My dad’s ophthalmologist said he shouldn’t do it. My mom, too, is pretty worried about possible side effects. 

(Photo courtesy of the University of California, San Francisco)

But Hochstrasser said we might get get to watch a few other people try similar sorts of genetic treatments before we have to make a decision of our own. 

“Hopefully in the next couple of years before you would even have to make that decision, we’ll see CRISPR tested in the clinic in a lot of different ways,” she said. “Maybe you’ll have an indication from some of the other work that this really is promising and the people you’re trusting are doing a good job.”

When we talked to my dad about all this, my Nerdette co-host Tricia Bobeda was reminded of the film Hidden Figures, which is about the African-American women whose calculations helped make John Glenn the first American to fly a spaceship around the Earth. He didn’t know the math behind the launch coordinates, but he trusted the women who did. 

“Jim Johnsen, you are John Glenn,” Bobeda told him. 

“It is kind of like being John Glenn,” he replied. (I knew he’d eat that analogy up.)

“But just like the space program, they’re going to test this. So that’ll hopefully build confidence,” he said.

Maybe you can’t tell, but Jim Johnsen is excited (or “aixidad”). He wants to get started straight away.

“We’ll have to manage the emotional and optimistic side of this,” he continued. “But that’s what we do in life, right? We make choices. And to the extent we can get to the place where we can make the choice to hop in the spaceship or not — that’s a whole lot better than simply hanging around.” 

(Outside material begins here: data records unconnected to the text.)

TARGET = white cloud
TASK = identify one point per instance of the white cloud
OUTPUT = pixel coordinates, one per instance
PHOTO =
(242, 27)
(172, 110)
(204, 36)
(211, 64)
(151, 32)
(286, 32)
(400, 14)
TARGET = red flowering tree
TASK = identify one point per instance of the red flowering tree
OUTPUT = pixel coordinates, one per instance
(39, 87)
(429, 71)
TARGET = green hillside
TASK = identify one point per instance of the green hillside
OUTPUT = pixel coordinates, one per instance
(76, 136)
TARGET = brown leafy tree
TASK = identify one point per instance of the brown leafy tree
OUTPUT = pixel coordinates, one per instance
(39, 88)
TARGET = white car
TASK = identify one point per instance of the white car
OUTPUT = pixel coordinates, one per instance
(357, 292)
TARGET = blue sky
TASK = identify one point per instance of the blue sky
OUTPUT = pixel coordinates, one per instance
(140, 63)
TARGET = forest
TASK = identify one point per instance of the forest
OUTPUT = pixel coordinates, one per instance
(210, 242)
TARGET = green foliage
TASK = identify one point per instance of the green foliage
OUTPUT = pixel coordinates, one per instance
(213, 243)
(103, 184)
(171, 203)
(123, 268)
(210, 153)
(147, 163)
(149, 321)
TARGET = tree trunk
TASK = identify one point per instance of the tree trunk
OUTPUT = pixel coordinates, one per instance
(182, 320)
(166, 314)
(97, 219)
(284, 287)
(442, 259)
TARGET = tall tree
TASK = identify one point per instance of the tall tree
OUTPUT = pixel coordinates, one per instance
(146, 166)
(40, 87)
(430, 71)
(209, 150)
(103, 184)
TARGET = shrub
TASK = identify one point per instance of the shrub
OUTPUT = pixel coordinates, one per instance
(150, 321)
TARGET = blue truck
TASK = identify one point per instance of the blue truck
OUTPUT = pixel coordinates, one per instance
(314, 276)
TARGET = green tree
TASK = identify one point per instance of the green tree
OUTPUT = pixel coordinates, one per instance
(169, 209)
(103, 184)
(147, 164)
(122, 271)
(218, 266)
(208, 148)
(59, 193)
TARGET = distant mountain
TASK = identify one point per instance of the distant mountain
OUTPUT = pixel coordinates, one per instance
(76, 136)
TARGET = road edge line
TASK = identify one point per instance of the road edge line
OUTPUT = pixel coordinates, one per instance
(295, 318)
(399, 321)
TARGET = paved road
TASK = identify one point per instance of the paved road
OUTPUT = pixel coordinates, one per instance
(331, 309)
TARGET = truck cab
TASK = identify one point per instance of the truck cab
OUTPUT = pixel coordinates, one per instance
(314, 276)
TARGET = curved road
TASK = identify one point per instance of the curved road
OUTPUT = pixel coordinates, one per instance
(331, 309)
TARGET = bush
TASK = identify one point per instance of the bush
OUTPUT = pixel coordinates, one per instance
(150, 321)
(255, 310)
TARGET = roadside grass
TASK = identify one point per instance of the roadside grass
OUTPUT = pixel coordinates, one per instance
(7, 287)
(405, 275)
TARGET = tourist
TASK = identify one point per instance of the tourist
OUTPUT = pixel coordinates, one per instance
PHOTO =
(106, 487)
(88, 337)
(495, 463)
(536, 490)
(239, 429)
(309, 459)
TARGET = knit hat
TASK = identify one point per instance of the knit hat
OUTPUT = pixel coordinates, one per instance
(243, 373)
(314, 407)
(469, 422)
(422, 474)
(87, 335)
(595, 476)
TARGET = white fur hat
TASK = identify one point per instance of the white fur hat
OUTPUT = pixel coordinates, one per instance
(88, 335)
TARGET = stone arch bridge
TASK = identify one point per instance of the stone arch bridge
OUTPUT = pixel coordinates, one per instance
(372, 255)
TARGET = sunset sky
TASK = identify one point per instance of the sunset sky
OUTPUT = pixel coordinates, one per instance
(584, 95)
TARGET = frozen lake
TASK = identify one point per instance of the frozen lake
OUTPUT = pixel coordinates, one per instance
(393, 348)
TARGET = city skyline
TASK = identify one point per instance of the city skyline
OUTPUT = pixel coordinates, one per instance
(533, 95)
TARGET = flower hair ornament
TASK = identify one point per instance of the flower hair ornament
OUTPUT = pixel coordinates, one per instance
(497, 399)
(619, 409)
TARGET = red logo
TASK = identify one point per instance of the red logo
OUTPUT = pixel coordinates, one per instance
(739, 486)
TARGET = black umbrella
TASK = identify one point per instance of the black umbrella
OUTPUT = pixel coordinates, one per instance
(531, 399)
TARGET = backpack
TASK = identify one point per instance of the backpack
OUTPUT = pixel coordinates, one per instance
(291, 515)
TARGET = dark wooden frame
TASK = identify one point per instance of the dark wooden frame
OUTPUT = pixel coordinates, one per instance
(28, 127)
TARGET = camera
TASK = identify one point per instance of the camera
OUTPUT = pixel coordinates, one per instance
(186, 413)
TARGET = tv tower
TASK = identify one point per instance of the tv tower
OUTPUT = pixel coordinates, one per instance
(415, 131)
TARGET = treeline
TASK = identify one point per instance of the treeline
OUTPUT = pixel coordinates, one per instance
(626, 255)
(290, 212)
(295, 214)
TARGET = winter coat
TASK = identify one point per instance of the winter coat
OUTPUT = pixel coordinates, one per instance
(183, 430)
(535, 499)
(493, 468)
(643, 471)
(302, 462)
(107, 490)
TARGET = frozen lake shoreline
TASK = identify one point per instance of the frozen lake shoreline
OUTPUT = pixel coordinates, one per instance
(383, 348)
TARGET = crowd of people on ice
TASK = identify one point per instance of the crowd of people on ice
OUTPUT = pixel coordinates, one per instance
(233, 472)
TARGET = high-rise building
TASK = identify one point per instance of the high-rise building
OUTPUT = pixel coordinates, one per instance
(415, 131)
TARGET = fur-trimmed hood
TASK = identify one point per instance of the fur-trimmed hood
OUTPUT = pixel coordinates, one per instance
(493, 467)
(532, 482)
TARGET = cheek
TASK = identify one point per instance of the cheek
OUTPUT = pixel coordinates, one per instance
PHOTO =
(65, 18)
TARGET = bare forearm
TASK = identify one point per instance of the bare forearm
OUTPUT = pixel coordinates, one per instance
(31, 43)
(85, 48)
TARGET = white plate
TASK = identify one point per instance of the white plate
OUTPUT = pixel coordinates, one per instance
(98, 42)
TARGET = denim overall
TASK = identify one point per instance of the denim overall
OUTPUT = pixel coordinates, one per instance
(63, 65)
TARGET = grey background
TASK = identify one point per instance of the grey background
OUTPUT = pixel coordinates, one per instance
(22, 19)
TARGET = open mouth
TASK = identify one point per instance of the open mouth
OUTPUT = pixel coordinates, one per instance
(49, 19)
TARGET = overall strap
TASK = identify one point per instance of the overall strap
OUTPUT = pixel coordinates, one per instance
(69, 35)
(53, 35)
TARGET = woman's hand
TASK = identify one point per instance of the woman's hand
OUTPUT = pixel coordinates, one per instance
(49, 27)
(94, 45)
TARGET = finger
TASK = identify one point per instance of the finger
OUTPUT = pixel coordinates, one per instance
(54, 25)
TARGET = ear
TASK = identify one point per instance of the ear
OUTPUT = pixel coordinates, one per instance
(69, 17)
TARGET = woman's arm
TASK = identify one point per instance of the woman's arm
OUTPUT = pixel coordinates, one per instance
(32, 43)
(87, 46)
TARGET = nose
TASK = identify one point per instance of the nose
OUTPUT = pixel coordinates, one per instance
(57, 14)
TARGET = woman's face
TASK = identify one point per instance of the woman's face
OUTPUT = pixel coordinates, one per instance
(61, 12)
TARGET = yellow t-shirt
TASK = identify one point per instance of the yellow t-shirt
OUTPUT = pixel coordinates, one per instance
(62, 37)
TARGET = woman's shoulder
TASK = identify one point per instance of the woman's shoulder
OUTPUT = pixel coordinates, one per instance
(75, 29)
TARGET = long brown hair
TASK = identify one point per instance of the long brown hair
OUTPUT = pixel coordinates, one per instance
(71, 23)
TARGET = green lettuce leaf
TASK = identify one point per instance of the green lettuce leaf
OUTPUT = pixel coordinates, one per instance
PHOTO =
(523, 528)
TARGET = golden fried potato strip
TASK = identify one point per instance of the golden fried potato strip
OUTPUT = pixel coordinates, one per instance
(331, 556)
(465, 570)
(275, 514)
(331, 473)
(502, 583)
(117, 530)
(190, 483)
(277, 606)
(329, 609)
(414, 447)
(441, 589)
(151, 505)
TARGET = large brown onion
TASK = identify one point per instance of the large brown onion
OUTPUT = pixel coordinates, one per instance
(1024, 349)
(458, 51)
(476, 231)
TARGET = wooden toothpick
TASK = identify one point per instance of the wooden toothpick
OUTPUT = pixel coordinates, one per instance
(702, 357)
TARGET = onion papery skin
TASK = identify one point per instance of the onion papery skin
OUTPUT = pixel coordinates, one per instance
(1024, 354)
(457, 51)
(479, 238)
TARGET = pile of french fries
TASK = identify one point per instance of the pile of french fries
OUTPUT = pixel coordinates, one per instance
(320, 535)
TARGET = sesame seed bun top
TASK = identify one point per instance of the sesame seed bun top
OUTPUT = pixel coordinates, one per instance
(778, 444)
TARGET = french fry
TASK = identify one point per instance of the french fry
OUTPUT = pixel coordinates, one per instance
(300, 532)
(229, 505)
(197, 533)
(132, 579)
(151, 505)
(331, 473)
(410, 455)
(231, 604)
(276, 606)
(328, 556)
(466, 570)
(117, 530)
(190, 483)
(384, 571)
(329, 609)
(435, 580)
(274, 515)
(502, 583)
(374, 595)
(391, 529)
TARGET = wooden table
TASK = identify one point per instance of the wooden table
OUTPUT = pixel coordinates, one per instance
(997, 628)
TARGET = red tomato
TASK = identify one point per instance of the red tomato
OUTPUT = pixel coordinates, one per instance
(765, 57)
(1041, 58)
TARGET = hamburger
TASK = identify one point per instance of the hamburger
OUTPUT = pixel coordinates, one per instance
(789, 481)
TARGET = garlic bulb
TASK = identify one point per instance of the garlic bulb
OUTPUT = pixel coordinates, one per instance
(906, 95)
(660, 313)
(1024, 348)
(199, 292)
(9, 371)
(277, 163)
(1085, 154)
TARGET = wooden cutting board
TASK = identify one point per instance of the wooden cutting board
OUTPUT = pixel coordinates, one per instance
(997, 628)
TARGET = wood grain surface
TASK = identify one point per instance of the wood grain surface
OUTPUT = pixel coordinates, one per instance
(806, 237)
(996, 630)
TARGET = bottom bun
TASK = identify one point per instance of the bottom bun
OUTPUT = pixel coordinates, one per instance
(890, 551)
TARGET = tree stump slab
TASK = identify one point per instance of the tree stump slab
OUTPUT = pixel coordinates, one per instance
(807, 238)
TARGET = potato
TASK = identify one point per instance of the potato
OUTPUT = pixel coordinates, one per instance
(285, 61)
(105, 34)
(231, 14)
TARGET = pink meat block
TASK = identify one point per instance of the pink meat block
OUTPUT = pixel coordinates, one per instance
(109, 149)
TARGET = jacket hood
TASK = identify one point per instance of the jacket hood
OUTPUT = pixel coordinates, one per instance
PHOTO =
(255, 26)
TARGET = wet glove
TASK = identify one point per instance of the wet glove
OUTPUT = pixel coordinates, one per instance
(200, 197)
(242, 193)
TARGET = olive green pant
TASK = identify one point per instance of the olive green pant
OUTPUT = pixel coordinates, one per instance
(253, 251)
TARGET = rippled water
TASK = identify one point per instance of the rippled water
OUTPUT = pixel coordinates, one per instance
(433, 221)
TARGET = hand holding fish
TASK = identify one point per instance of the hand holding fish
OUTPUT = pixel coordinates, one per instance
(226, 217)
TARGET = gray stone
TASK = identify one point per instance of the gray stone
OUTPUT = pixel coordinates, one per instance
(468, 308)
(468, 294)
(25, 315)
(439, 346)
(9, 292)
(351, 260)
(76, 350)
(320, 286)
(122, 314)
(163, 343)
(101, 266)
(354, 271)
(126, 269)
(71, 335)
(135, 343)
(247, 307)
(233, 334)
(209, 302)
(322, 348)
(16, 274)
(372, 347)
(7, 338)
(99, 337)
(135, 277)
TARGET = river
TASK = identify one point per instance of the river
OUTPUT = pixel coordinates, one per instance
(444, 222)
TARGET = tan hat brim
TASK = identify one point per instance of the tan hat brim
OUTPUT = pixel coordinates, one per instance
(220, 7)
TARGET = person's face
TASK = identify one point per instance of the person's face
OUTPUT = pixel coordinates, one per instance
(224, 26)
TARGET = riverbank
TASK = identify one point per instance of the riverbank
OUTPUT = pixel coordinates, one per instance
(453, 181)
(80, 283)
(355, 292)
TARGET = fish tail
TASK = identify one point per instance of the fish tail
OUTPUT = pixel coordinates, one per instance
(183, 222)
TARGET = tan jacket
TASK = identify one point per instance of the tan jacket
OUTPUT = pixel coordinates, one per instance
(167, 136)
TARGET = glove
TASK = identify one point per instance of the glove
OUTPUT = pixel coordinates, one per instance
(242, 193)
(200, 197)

In an earlier version of this story, we said Brian Madeux was the first person to receive a CRISPR injection. His treatment was actually with a gene editor called a zinc finger nuclease. Additionally, two photo captions originally said that Greta’s father, Jim Johnsen, met with scientists at the Institute for Human Genetics. They actually met at the Gladstone Institutes. The captions have been updated.